SY Sayang, Jeff & the Group:
In reading this thread wherein Jeff questioned the choice of a Columbia 34/Coronado 35 for world cruising, I was reminded of the extensive, multiple-issue coverage Latitude 38 recently gave to a young fellow who completed an 11-year (as I recall) circumnavigation in a Columbia 34. While he faced some of the issues typical for this type of sailing and length of time (gear wore out and needed replacing), there were no significant events that led him to question his choice. In fact, one of the reasons L38 covered his travels is that he constantly cruised with one female member after the next, all of them non-sailors (they were all quite cute) and the boat had to suffer their handling as well as the owner’s. The owner has subsequently begun a 2nd circumnavigation…on the same boat.

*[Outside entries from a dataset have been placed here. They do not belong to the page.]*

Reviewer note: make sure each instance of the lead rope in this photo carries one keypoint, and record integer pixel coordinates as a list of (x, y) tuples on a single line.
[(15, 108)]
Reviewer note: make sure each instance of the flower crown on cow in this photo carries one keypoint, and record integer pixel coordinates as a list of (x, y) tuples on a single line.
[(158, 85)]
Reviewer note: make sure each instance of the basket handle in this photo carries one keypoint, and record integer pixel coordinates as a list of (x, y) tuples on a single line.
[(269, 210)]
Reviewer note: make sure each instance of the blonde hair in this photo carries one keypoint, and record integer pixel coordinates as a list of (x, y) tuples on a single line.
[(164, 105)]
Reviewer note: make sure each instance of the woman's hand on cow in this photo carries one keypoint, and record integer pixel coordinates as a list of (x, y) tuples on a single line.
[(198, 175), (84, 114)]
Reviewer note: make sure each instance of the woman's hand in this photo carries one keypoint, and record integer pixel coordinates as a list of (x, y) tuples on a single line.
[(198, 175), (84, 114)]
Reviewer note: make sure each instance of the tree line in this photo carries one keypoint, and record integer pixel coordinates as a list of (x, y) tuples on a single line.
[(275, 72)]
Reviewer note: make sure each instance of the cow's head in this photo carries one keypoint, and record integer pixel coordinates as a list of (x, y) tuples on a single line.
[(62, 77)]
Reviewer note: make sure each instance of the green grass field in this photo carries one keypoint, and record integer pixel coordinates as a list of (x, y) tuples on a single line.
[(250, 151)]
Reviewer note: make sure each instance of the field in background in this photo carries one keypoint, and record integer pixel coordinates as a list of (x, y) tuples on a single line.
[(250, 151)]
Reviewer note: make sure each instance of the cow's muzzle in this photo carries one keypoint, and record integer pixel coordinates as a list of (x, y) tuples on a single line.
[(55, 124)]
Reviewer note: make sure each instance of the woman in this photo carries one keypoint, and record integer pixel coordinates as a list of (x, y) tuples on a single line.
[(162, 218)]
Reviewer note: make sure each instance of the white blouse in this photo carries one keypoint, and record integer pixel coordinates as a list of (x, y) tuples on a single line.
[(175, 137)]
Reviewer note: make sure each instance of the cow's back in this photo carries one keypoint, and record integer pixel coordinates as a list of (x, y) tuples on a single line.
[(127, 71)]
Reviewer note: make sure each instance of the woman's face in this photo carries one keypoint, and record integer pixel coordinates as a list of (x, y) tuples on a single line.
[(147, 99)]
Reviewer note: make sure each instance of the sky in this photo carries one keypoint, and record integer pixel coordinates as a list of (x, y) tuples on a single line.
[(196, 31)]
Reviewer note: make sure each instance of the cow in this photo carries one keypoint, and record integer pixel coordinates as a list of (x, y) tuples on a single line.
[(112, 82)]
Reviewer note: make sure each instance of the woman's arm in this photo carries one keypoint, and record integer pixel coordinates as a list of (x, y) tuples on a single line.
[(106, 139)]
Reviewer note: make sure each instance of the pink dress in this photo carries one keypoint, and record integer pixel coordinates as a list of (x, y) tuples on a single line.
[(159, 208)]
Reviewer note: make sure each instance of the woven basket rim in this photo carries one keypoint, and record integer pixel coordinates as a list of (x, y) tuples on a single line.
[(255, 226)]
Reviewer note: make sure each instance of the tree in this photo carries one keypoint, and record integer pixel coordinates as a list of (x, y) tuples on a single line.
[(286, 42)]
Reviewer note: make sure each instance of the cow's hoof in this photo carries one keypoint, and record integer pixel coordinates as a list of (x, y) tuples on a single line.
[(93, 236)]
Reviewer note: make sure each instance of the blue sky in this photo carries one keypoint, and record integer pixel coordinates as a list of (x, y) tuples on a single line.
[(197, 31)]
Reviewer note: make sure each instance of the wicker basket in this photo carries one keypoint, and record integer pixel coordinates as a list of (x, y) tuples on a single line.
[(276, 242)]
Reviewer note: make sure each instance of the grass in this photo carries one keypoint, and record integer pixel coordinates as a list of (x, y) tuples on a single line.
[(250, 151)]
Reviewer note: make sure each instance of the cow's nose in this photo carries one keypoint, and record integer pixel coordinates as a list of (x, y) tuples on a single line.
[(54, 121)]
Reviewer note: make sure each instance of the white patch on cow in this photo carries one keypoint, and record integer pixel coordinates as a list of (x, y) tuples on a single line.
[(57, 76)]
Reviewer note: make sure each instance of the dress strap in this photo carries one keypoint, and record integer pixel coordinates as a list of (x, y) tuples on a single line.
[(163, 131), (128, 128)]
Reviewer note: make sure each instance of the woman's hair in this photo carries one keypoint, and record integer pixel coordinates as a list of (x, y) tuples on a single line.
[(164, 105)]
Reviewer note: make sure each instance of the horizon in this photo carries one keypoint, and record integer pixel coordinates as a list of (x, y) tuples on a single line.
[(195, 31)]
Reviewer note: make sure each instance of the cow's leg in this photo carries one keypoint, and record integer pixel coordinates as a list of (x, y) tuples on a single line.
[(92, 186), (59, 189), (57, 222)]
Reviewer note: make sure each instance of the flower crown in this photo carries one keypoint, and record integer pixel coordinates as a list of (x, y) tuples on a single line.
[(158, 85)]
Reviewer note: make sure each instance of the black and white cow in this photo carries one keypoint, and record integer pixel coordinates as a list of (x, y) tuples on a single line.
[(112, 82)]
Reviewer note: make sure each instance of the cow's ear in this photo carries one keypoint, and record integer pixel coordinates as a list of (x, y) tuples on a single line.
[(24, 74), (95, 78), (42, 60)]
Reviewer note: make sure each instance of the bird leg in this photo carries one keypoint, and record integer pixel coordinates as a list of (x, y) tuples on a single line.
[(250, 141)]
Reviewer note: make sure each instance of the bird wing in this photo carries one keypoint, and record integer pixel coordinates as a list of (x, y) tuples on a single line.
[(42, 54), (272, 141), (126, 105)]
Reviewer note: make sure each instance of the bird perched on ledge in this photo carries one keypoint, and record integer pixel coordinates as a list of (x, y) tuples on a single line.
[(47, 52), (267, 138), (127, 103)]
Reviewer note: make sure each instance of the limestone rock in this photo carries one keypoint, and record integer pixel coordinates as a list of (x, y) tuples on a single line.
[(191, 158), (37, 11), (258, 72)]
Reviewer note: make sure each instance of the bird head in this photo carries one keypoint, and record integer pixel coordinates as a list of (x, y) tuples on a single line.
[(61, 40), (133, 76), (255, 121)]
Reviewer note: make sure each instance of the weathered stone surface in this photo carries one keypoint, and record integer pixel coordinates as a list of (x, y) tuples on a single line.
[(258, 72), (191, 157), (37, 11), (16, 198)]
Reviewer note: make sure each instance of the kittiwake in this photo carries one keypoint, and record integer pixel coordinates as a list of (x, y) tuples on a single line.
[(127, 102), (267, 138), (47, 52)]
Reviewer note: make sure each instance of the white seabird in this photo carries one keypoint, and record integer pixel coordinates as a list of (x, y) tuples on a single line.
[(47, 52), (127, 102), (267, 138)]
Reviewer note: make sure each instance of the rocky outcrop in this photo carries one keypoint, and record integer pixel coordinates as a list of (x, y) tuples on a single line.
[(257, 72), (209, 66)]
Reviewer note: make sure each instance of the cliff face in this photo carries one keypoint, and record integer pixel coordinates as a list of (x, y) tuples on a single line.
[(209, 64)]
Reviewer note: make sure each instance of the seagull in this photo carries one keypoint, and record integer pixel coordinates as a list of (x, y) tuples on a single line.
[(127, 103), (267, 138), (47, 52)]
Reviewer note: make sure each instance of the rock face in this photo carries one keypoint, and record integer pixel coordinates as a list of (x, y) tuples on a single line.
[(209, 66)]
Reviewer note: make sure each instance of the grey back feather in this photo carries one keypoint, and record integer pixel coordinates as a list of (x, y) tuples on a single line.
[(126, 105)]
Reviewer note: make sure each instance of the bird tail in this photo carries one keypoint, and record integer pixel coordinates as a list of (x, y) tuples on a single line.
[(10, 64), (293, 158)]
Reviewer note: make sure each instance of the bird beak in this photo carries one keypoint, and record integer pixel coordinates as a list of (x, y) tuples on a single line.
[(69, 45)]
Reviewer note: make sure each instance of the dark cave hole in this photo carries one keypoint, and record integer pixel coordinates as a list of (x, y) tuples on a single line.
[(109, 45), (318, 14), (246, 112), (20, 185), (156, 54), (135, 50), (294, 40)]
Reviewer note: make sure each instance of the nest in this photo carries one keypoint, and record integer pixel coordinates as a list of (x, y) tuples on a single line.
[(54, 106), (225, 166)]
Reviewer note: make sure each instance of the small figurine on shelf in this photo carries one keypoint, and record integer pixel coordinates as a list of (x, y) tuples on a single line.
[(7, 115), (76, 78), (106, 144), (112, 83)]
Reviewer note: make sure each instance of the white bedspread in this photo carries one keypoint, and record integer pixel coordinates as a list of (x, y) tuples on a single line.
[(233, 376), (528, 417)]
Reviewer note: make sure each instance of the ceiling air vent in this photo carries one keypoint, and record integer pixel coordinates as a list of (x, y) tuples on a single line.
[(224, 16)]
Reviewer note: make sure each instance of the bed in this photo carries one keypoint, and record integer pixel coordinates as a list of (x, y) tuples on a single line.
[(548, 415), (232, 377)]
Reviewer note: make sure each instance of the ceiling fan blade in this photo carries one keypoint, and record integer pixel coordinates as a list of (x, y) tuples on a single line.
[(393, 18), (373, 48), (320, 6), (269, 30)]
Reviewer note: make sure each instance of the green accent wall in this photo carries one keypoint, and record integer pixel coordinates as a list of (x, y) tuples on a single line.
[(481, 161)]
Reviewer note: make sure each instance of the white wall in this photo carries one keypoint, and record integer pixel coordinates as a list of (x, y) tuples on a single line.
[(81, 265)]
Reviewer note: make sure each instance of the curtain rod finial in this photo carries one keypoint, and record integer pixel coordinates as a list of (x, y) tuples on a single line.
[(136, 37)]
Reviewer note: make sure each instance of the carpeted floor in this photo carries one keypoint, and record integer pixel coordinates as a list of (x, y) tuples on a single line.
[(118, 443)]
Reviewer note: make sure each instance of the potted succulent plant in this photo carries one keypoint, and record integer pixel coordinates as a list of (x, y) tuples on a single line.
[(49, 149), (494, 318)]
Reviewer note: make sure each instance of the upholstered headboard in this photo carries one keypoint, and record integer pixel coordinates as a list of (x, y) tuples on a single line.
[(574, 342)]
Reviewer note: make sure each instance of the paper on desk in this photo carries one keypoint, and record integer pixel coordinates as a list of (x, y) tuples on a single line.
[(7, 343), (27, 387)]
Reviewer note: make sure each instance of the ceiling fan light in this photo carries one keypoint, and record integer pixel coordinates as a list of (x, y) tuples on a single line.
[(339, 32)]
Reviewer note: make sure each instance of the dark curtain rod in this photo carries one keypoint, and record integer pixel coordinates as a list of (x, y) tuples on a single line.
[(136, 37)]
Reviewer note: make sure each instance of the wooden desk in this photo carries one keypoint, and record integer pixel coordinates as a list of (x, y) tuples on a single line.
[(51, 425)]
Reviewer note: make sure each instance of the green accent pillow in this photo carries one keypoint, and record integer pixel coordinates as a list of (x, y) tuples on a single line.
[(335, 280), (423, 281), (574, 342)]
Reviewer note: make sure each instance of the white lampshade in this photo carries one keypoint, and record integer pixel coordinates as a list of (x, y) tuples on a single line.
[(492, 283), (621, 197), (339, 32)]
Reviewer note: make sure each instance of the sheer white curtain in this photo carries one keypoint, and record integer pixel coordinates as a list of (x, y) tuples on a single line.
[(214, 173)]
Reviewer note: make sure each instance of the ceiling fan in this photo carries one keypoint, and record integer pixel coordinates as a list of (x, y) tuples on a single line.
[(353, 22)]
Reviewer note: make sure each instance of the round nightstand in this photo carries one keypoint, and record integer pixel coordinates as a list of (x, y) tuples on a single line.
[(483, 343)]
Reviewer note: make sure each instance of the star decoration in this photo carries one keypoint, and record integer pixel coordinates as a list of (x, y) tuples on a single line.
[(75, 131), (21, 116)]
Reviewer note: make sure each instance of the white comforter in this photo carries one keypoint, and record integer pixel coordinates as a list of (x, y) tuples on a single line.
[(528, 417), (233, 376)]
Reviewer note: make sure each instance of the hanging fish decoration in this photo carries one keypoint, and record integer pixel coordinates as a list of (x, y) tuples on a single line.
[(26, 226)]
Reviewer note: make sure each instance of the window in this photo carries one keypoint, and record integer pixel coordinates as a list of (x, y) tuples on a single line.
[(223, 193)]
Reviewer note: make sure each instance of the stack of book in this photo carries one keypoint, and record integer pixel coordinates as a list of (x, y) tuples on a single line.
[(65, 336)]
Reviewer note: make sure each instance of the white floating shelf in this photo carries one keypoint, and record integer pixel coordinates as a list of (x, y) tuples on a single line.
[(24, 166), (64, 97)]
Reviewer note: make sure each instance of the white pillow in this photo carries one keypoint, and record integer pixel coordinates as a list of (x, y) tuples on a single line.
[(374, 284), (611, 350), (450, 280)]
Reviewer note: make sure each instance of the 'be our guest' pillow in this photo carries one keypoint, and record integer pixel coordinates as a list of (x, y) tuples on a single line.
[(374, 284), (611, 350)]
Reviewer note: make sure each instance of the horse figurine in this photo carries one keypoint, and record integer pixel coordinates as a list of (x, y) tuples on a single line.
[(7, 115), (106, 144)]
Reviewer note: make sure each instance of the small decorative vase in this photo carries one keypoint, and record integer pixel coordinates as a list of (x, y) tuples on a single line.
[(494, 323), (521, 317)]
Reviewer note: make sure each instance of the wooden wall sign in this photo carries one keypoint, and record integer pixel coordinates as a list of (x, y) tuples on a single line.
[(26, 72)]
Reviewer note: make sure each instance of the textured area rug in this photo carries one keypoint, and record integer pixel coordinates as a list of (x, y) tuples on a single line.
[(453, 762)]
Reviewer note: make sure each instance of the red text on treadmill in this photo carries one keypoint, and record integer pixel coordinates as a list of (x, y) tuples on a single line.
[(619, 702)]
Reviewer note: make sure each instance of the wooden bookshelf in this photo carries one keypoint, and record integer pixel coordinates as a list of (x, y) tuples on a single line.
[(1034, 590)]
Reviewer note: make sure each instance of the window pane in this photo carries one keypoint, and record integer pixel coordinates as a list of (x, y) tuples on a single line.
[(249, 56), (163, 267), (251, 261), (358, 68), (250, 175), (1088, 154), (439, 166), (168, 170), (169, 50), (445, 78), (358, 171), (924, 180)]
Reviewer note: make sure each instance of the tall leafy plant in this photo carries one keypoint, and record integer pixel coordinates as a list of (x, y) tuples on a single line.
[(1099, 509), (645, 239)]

In the course of these articles, including an interview, one of the prevailing themes was that older, simply constructed and simply equipped boats, it can be argued, represent a great choice for a cruising boat. The two principal reasons given were that a) the structures were less understood and, therefore on at least some boats, simple and overbuilt, and b) fewer systems visits less expense and less work on the crew, especially important when short-handed and/or on a limited budget.
Mind you, I think a ply-cored deck is a nightmare waiting to happen – they rot far more thoroughly than a balsa core IME given localized penetration of water into the deck – and the esthetics of these designs leave something to be desired, for me at least. But no one claimed the VW Bug was pretty or strongly built – it just did what it was designed to do at modest cost, and the original model is still capable of doing so today, assuming adequate maintenance and sound basic systems. IMO Jeff’s quite right in pointing out all the improvements in design, materials, and manufacturing techniques which have appeared in the last 4 decades since sailing blossomed commercially. But I see the results a bit differently – I’d say it’s most often allowed manufacturers (not necessarily ‘boat builders’ in the traditional sense) to mass market, mass produce and mass retail a wide range of relatively affordable boats of relatively limited capability (from a cruising perspective, anyway). Where using these materials and techniques is directed at building an offshore-capable sailboat, performance (perhaps ‘capability’ is a better term) has grown significantly but so has price, which has led to very few people actually being able to benefit by these improvements. Instead, most of us look for older, more affordable boats…and often invest in the sweat equity required to make them more capable of offshore sailing. And I guess that’s where the old Columbia/Coronado boats come in – which are out there cruising today and satisfying owners of limited means while they have a ball.
Seems to me that, if we’re hearing favorable reports from multiple current owners who are cruising and offshore sailing in these boats today, then that makes those boats acceptable cruising boats, no matter what my personal preferences might suggest.